Aux côtés des deux mis en avant par la majorité des scénarios de transition énergétique que sont l’efficacité énergétique (par exemple votre lave-vaisselle économe qui consomme moins pour un même service rendu) et le développement des énergies peu carbonées, la sobriété complète un triptyque complémentaire. En effet, un nombre croissant d’institutions affirment aujourd’hui que ces réductions de la demande sont indispensables pour atteindre les objectifs climatiques, que ce soit l’Union Européenne, le GIEC ou encore l’Agence internationale de l’énergie.
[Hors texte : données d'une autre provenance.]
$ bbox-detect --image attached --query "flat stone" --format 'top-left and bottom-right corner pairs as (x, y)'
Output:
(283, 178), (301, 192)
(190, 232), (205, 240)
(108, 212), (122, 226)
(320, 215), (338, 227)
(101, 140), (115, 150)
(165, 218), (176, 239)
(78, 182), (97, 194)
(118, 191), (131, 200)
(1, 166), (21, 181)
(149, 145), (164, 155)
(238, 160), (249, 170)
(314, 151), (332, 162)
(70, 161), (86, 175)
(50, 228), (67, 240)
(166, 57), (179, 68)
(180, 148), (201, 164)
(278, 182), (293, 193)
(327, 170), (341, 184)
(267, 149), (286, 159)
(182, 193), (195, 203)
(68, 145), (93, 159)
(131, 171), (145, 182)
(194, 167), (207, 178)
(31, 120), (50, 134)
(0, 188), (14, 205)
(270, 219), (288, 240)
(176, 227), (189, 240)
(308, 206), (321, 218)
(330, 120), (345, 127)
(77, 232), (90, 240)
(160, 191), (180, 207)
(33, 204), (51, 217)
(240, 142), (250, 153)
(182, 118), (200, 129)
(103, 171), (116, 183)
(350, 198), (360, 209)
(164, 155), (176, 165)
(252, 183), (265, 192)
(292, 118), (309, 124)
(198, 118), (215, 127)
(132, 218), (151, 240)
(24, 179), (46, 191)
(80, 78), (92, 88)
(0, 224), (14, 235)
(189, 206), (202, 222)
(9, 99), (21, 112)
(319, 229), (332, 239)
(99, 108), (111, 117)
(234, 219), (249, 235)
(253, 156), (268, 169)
Pour autant les stratégies actuelles ne se concentrent pas le plus souvent que sur l’efficacité et les énergies peu carbonées. La sobriété peine encore à se déployer, l’intérêt du scénario CLEVER est donc de tracer une trajectoire chiffrée, avec des propositions concrètes de réduction et rationalisation de notre consommation énergétique. Le but de diminuer notre consommation d’énergie finale de 50% d’ici 2050 serait ainsi atteint à hauteur de 40% par des mesures de sobriété. Pour le Luxembourg, la réduction serait la plus importante parmi les pays étudiés, en lien direct avec le taux d’énergie finale consommée par habitant qui est également le plus haut.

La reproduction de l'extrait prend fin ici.